Since December last year, and up until earlier this month, an escalation in fighting between Syrian government forces, backed by Russia and Iran, and the Turkish-backed opposition in the region displaced nearly one million people, many of whom amassed in the already overcrowded camps near the Turkey-Syria border.
Aid agencies have been unable to respond to the overwhelming surge of new arrivals at the camps, which has forced many to share their tents throughout the harsh winter months, while others camped under trees or in their vehicles.

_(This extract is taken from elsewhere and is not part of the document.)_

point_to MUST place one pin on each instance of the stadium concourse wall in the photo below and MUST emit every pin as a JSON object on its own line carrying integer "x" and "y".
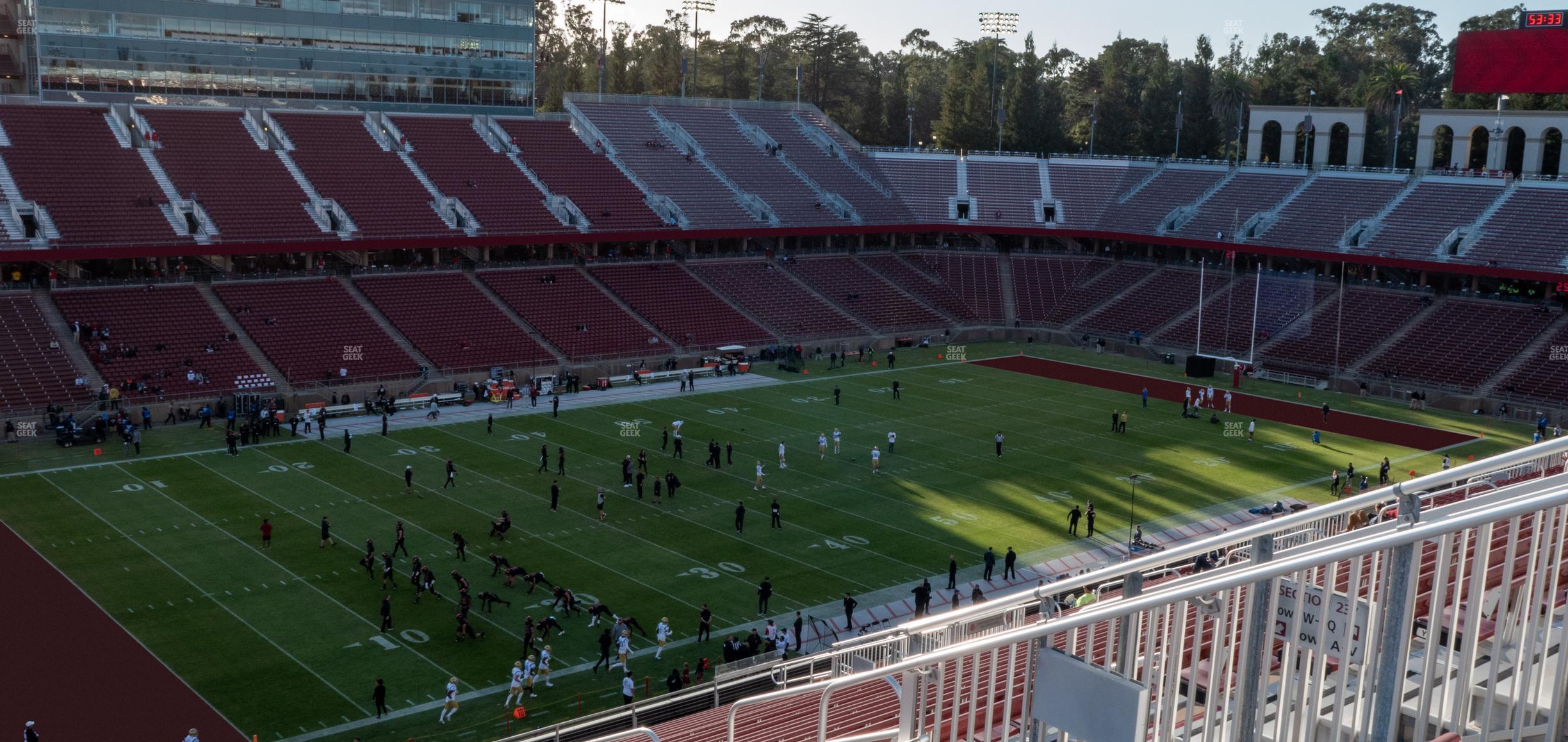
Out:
{"x": 600, "y": 240}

A campaign to help spread awareness among the camp’s residents kicked off last week but limited access to running water, pharmacies and medical facilities mean displacement camps are more susceptible to the spread of the highly infectious virus.
The area is especially vulnerable as most hospitals and medical facilities have been bombed, rendering them out of order.
The UN has previously accused Syrian government ally Russia of deliberately hitting civilian infrastructure, including hospitals, acts that could amount to war crimes.